Meaning Controlled-experiment Using Pre-Experiment Data, CUPED is frequently cited as—and used as—one of the most powerful algorithmic tools for increasing the speed and accuracy of experimentation programs.
In this article, we’ll:
Cover the background of CUPED
Illustrate the core concepts behind CUPED
Show how you can leverage this tool to run faster and less biased experiments
As an experiment matures and hits its target date for readout, it’s not uncommon to see a result that seems to be only barely outside the range where it would be treated as statistically significant. In a frequentist world, this isn’t sufficient evidence that your change caused a change in user behavior.
If there was a real effect, you needed more sample size to increase your chances of getting a statistically significant result. In an experiment, the standard error or “noise” goes down with the square root of your sample size.
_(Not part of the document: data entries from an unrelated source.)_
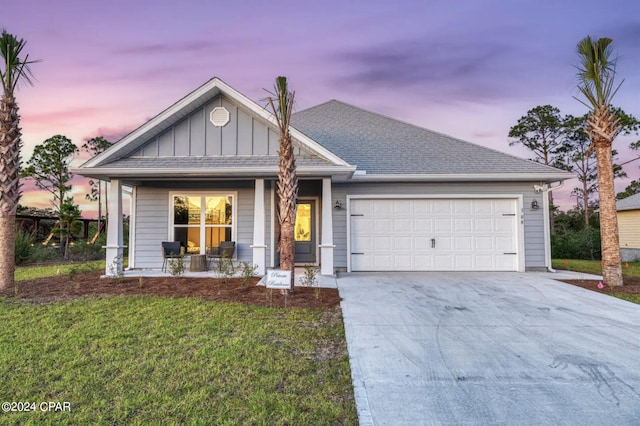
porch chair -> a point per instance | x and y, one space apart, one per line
170 250
224 252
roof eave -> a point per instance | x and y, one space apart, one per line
468 177
226 172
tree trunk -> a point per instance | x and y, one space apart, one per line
7 252
288 193
552 219
585 203
611 267
9 186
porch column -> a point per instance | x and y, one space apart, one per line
326 244
259 219
114 230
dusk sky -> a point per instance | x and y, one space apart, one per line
465 68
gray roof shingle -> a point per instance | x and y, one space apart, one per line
382 145
629 203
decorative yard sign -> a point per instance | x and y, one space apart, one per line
277 278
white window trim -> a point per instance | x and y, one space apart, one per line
234 213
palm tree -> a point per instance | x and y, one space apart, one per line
287 188
15 69
596 74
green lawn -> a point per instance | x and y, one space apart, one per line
594 267
152 360
31 272
629 269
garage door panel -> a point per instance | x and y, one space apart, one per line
402 208
443 225
402 226
462 243
463 225
484 262
467 234
421 226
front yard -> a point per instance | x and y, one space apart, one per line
169 360
630 271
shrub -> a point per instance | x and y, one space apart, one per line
582 244
23 246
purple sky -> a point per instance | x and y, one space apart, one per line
466 68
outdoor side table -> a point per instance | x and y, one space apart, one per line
198 263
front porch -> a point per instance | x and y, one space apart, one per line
242 210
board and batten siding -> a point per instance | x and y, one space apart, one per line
195 135
533 219
152 223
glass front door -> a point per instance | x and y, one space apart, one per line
305 232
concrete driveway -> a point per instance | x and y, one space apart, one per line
489 348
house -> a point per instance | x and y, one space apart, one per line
375 194
629 227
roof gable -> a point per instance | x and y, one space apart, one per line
184 130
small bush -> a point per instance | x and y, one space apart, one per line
23 246
583 244
43 254
248 272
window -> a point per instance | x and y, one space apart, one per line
202 220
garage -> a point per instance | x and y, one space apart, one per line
389 234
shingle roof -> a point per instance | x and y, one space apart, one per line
629 203
382 145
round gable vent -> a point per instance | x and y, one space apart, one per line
219 116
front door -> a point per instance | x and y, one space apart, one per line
305 232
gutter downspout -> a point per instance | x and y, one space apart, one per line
547 231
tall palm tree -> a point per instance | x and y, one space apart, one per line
15 69
596 74
287 188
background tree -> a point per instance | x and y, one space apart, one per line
13 70
287 187
581 161
69 222
95 146
49 168
596 74
632 189
541 131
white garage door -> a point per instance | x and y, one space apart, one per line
433 235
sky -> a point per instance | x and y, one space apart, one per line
467 68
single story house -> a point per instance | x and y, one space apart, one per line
629 227
375 193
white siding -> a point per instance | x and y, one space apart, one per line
152 223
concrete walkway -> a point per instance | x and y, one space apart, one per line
489 348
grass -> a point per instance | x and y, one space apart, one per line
33 272
629 269
594 267
152 360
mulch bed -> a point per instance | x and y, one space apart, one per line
631 286
232 290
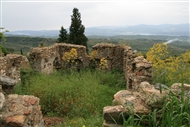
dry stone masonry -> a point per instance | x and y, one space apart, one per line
10 65
46 59
24 111
21 111
140 102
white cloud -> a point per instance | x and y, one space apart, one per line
52 15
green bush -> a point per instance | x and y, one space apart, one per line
72 94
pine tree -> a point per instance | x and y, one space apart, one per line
76 35
63 36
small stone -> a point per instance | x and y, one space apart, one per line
17 120
26 112
33 101
139 73
26 99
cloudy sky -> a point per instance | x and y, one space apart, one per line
52 14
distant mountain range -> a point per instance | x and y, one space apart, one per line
143 29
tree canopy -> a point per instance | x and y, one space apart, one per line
76 34
63 36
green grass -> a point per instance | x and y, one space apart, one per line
76 96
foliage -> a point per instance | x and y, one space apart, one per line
72 94
70 58
76 35
3 50
166 67
63 36
103 64
93 55
186 56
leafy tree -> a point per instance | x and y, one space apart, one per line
77 29
63 36
2 38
However, sample size is an expensive resource, usually proportional the enrollment window of your experiment.
Waiting for more samples delays your ability to make an informed decision, and it doesn’t guarantee you’ll observe a statistically significant result when there is a real effect.
Even at companies with immense scale like Facebook and Amazon, people have to deal with the pain of waiting for experiments to enroll users and mature because they’re usually looking for relatively small effects.
Consider this: A 0.1% increase to revenue at Facebook is worth upwards of $100 million per year!
For smaller companies, small effect sizes can become infeasible to measure. It would just take too long to get the sample needed to reliably observe a statistically significant change in their target metric.
Because of this cost, a number of methods have been developed in order to decrease the standard error for the same metric and sample size.
CUPED is an extremely popular implementation that uses pre-experiment data to explain away some of the variance in the result data.
Like many things in experimentation, the core concept behind CUPED is simple, but its implementation can be tricky (and expensive!).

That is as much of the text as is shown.